DATE: Friday, July 18, 1997 TAG: 9707180627 SECTION: FRONT PAGE: A11 EDITION: FINAL SOURCE: BY STEVE STONE, STAFF WRITER LENGTH: 31 lines
The tropics are heating up.
The first storm of the year to threaten the U.S. coast was hovering off Louisiana on Friday with 60 mph winds - and gaining strength.
At 5 p.m., the center of Danny was about 110 miles south-southwest of New Orleans. A tropical storm warning and a hurricane watch were in effect for 350 miles, from Louisiana to Alabama.
The outer rain bands of the storm already were affecting the coast. Hundreds of workers left oil and gas platforms in the Gulf of Mexico, and Louisiana officials encouraged coastal residents to move to safety.

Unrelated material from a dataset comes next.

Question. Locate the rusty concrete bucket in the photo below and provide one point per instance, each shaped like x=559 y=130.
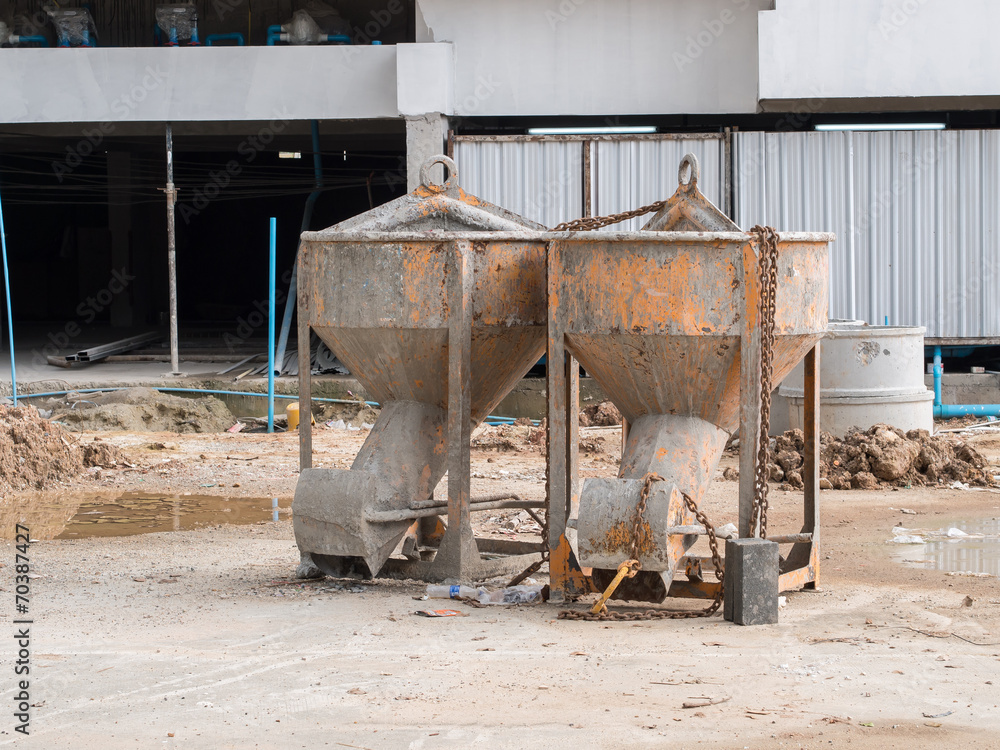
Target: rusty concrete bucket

``Danny is moving little,'' said Lixion Avila, a forecaster at the National Hurricane Center in Miami. ``Danny should begin to move very slowly toward the northeast. On this track, the center of Danny should cross the coast early Friday.''
``The slow movement of Danny means that heavy rains - 5 to 10 inches or higher - could occur over portions of southeastern Louisiana and southern Mississippi during the next few days,'' Avila said.
Even as it tracked Danny, the Hurricane Center was keeping tabs on another storm - the first to pop up in the tropics between Africa and the Caribbean this year.
At 5 p.m., Tropical Depression 5 was 350 miles east of the Windward Islands, moving west-northwest near 14 mph, heading toward the Lesser Antilles with 35 mph winds.